Among the innovations Thiele Technologies companies are spearheading is Rapid Close® self-seal bags. This patented technology provides a cost-effective adhesive closure that can be used in a variety of packaging applications, including mailing/fulfillment, industrial products, food-service, produce, retail and many more.
The Hudson-Sharp business unit of Thiele Technologies has partnered with inventor Peter Taylor of Discovery Pack¬¬aging to bring this exciting new product to the commercial market. The Rapid Close® system consists of advanced turnkey attachments to existing Hudson-Sharp unwind stands and bag-making machines.
Rapid Close® provides either a permanent, tamper-evident closure or reclosable sealing that emulates traditional zip technology at a lower cost point and without the need for sealing equipment or mechanical systems. “We are very excited to bring this new technology to market and expect its impact on package design to be significant,” Boie declares.

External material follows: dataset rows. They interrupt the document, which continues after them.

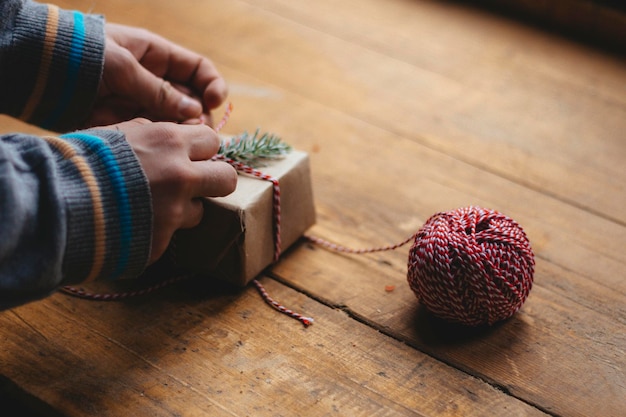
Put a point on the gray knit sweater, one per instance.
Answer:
(73, 207)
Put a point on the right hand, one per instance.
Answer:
(177, 161)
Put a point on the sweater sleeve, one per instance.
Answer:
(51, 63)
(74, 208)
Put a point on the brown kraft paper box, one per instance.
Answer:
(235, 239)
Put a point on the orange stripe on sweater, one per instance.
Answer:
(52, 27)
(68, 152)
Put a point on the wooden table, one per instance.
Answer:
(406, 108)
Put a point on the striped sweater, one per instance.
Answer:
(73, 207)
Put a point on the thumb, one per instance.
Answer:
(160, 98)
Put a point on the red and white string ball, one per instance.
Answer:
(471, 265)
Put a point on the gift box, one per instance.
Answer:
(235, 240)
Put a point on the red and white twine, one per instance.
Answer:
(471, 265)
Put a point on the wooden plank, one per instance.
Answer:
(399, 128)
(506, 93)
(199, 349)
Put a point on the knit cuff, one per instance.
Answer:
(109, 238)
(57, 59)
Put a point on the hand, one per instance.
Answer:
(148, 76)
(176, 159)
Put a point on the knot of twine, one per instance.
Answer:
(471, 265)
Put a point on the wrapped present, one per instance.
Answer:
(242, 234)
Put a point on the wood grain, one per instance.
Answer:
(407, 108)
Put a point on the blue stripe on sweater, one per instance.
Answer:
(100, 148)
(73, 66)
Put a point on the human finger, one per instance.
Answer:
(214, 179)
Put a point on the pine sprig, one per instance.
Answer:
(253, 149)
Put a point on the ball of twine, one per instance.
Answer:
(471, 265)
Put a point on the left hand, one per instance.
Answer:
(148, 76)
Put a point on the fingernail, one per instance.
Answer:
(189, 108)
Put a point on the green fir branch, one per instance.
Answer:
(252, 150)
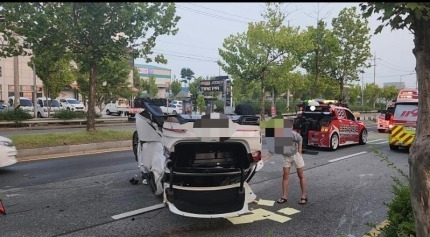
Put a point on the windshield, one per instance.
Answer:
(24, 102)
(74, 102)
(406, 112)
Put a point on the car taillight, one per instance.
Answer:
(256, 155)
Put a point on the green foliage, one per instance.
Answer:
(16, 114)
(201, 104)
(68, 114)
(400, 212)
(266, 52)
(150, 86)
(321, 58)
(114, 77)
(176, 87)
(353, 35)
(371, 93)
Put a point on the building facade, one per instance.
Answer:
(25, 75)
(162, 76)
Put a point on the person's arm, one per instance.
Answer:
(300, 150)
(267, 156)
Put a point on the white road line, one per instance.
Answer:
(348, 156)
(376, 140)
(138, 211)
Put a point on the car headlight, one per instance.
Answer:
(5, 143)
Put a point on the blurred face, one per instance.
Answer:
(279, 135)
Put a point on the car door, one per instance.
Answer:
(353, 127)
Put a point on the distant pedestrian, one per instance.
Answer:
(291, 150)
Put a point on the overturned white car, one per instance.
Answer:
(200, 164)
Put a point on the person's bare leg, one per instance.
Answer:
(285, 181)
(302, 179)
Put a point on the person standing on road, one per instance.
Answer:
(287, 142)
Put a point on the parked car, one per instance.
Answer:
(201, 165)
(118, 107)
(46, 104)
(329, 126)
(8, 152)
(171, 109)
(24, 103)
(72, 104)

In another application, Thiele Technologies designed a packaging system for a major manufacturer of kitchen wrap that effectively doubled the company’s packaging line productivity. This system replaced an older machine that had significant efficiency issues. The problem centered around bringing the product from the “winders” where the product is made to the cartoner.
Thiele developed multiple drop stations that conveyed the product and dropped it into the Thiele SX60 cartoner infeed. Today, this system is in production running multiple-sized packages at a rate of 420 cartons per minute. “That’s smokin’ fast,” Boie remarks.
Thiele Technologies’ success is due to a combination of lean principles and people-centric leadership. Thiele relies on the 5S lean manufacturing methodology – sorting, straightening, systematic cleaning, standardizing and sustaining – but adds two more steps – safety and sustainability.
“We train people on how to do process evaluation and flow charting, process improvement and so forth,” Boie says. “But what’s really key to the way we do it is that we add the people-centric piece into it. It’s more than just giving tools, but seeing the valuable perspective that each person has into their own work. Instead of handing down solutions, we ask them to create their own – which are often better than ones management could create, anyway. They do their job everyday. They know it better than we do.
“We encourage everyone to be leaders in their own area – to feel empowered to make our products and our culture better with their own ideas,” according to Boie. “We hope that at the end of the day, they feel good about what they do, and that they go home to be better spouses, parents and community members.”